Queer Museum Vienna
- Established: 2020
- Location: Vienna, Austria
- Type: Queer art and cultural history museum initiative
- Website: www.queermuseumvienna.com

= Queer Museum Vienna =

Queer museum initiative in Vienna, Austria

Queer Museum Vienna is a cultural initiative and museum project in Vienna, Austria, dedicated to queer art, culture and history. It first appeared publicly in January 2022 as a temporary guest project at the Volkskundemuseum Wien. Contemporary Austrian media described the project as a museum initiative intended to give greater visibility to queer art and culture in Vienna.

== History ==

Discussions about establishing a queer museum in Vienna had been taking place since 2019, according to FM4. Because the initiative did not yet have a fixed location, it was hosted temporarily by the Volkskundemuseum Wien, where it was given two rooms for exhibitions and events. ORF Wien described the opening in January 2022 as the first queer museum in Vienna.

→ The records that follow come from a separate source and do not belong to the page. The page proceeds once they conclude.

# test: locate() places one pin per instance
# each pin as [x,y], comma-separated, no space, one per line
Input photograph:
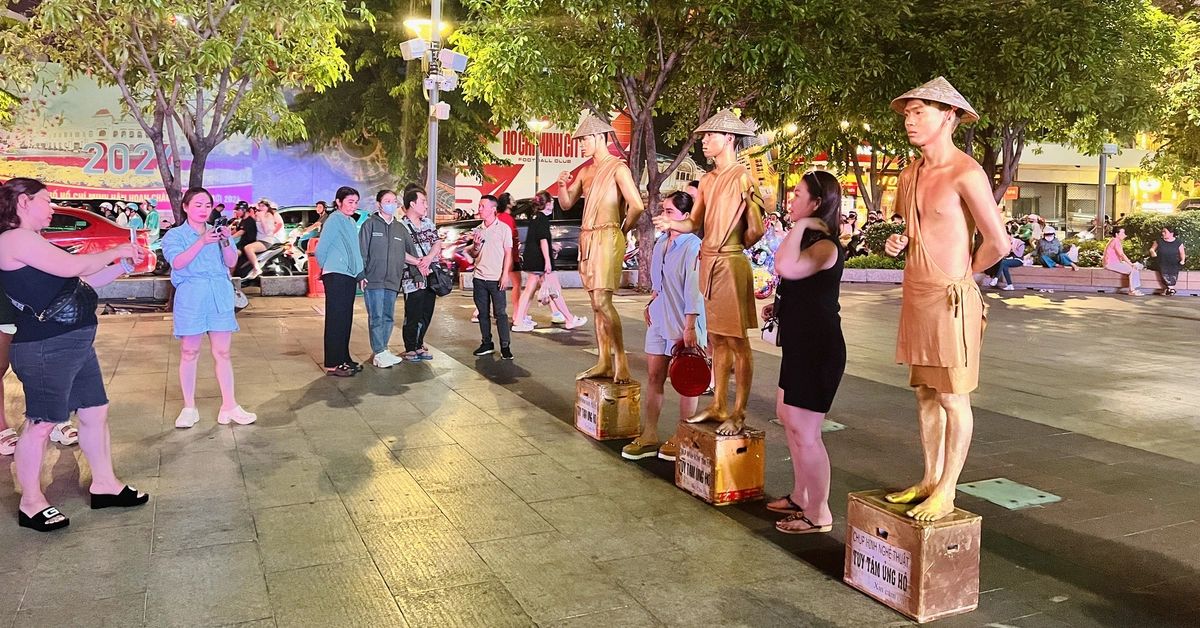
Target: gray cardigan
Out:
[384,246]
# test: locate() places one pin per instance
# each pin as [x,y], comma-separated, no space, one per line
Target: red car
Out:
[79,231]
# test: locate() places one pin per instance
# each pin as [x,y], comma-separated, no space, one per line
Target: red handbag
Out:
[689,371]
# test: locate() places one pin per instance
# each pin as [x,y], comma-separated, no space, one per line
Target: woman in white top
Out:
[270,232]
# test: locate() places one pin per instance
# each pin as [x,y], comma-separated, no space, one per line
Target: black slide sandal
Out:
[126,498]
[39,521]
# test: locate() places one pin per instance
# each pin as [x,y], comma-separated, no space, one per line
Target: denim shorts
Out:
[60,375]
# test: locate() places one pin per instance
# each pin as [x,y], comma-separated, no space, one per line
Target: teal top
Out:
[203,286]
[337,251]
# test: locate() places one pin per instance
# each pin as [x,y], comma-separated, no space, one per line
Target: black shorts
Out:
[60,375]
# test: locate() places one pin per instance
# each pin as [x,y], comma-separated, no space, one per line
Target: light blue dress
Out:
[204,293]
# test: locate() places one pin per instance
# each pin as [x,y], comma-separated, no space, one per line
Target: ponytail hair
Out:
[10,193]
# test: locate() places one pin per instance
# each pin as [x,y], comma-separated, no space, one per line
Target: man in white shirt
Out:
[492,251]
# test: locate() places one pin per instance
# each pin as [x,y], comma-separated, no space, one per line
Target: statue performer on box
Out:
[730,210]
[611,208]
[945,198]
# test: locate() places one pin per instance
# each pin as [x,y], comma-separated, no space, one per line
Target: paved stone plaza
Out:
[455,491]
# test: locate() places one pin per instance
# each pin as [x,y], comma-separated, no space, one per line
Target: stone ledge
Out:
[147,287]
[288,286]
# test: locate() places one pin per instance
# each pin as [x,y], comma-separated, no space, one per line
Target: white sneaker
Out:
[65,434]
[187,417]
[238,416]
[385,359]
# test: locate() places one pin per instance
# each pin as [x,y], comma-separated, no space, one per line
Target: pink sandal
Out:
[9,442]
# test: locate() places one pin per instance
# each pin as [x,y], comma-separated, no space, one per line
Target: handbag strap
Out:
[47,314]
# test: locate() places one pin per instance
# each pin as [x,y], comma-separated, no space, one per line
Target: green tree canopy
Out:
[1179,156]
[681,60]
[383,103]
[205,70]
[1080,72]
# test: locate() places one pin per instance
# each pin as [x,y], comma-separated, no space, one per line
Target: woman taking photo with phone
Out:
[809,263]
[201,258]
[52,351]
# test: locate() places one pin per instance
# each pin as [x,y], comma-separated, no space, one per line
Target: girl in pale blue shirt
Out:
[201,258]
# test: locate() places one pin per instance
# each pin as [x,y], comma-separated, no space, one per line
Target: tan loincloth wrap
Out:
[601,252]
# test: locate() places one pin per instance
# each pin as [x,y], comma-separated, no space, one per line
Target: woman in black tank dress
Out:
[1170,253]
[809,263]
[52,352]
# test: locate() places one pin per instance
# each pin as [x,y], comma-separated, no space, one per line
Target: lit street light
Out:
[537,126]
[442,67]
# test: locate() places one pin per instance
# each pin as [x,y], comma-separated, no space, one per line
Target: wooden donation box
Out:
[925,570]
[720,470]
[606,411]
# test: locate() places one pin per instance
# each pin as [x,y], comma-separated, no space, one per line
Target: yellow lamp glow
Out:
[424,28]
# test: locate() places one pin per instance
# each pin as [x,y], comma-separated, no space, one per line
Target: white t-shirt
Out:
[490,262]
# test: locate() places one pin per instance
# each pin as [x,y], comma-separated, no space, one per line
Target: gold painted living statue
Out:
[945,198]
[611,208]
[730,210]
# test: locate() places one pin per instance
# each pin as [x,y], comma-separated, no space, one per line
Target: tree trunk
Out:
[199,161]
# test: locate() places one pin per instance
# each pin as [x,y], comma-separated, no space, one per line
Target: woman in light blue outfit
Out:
[201,258]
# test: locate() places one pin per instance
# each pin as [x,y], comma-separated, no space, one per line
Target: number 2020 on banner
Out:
[119,159]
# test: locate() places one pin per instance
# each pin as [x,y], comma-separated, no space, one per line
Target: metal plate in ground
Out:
[827,426]
[1003,491]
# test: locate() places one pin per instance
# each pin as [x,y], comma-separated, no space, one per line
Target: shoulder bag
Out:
[771,328]
[69,306]
[438,281]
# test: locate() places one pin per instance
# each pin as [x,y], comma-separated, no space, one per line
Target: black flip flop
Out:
[39,521]
[791,508]
[126,498]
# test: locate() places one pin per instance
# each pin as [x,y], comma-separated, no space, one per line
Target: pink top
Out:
[1111,252]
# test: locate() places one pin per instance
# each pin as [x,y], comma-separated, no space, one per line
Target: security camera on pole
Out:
[442,67]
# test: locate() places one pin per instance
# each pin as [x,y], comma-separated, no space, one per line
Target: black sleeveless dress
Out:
[810,329]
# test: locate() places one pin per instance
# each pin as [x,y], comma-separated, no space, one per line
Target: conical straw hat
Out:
[591,125]
[937,90]
[725,121]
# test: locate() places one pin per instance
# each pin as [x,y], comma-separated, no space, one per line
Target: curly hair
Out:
[10,193]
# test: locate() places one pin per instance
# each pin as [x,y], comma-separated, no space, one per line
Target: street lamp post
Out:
[537,126]
[442,66]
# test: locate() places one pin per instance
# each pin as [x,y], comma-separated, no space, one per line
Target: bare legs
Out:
[522,310]
[810,461]
[252,251]
[654,394]
[729,351]
[5,342]
[93,441]
[610,338]
[190,357]
[946,428]
[220,344]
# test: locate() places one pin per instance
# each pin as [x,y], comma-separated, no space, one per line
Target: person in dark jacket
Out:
[387,246]
[1050,250]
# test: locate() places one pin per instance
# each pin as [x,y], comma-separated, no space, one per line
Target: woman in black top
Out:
[538,262]
[7,328]
[809,262]
[54,358]
[1170,253]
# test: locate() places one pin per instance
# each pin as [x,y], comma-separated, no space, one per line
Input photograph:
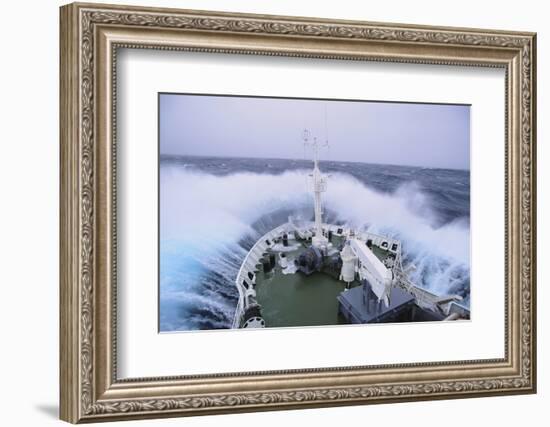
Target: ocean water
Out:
[212,210]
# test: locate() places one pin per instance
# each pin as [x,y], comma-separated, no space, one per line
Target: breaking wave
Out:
[209,222]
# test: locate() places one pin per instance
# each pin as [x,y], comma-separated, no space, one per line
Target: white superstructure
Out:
[373,270]
[319,184]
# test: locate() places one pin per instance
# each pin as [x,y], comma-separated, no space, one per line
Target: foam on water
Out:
[209,222]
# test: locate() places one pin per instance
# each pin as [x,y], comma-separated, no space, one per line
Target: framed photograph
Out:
[267,212]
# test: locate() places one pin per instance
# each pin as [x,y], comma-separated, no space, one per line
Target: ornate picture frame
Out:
[90,37]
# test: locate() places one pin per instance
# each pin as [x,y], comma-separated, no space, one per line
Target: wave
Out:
[208,223]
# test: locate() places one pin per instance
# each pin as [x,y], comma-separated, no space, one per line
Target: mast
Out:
[319,185]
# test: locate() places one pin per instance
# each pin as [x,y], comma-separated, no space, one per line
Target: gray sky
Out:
[429,135]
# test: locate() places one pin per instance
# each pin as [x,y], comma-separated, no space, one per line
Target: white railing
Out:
[249,266]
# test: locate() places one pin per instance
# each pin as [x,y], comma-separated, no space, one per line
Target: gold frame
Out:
[90,36]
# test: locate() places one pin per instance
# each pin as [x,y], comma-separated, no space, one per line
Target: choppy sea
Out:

The first exhibition shown in the Volkskundemuseum rooms was If there is something weird in your neighborhood by Alfred Rottensteiner, curated by The DODO Project. FM4 presented the exhibition as a preview of what a future queer museum in Vienna might look like, while noting that the temporary rooms could not yet represent the full range of queer art.

After being hosted by the Volkskundemuseum Wien from January 2022 to August 2023, Queer Museum Vienna moved to rooms at the Otto Wagner Areal in November 2023. In 2024, Wien Holding reported on the exhibition Is Queer Political? at the Queer Museum Vienna at the Otto Wagner Areal, giving the location as Baumgartner Höhe 1 in Vienna's 14th district.

== About ==

Queer Museum Vienna is a non-profit, self-organized collective that serves as an anchor for queer urban history and contemporary queer art, with an anti-patriarchal focus on research, education, community building and inclusivity. It questions forms of oppression based on gender and sexuality while promoting diversity through exhibitions, collaborations and non-normative organization.

== Programme ==

The museum's programme includes exhibitions, talks, public lectures, film screenings, educational programmes and other events dealing with queer art, culture and community life. During its guest period at the Volkskundemuseum, FM4 reported that the project planned rapidly changing exhibitions and events with different focuses, including programming for Black History Month.

In 2026, Queer Museum Vienna launched What’s Missing?, a lecture series on queer art history curated by Kero Fichter, Florian Aschka, and Eugenia Seleznova. The series was later discussed in Zebrabutter and in Benno Hilgers’s essay “Queer Art History as Institutional Critique” as a public-facing programme concerned with gaps in art-historical representation and queer visibility in museums and archives.

== Awards ==

In 2022, Queer Museum Vienna received the main Preis der freien Szene Wiens for Queer Museum @ Volkskundemuseum Wien. The prize was awarded by IG Kultur Wien and funded by the City of Vienna.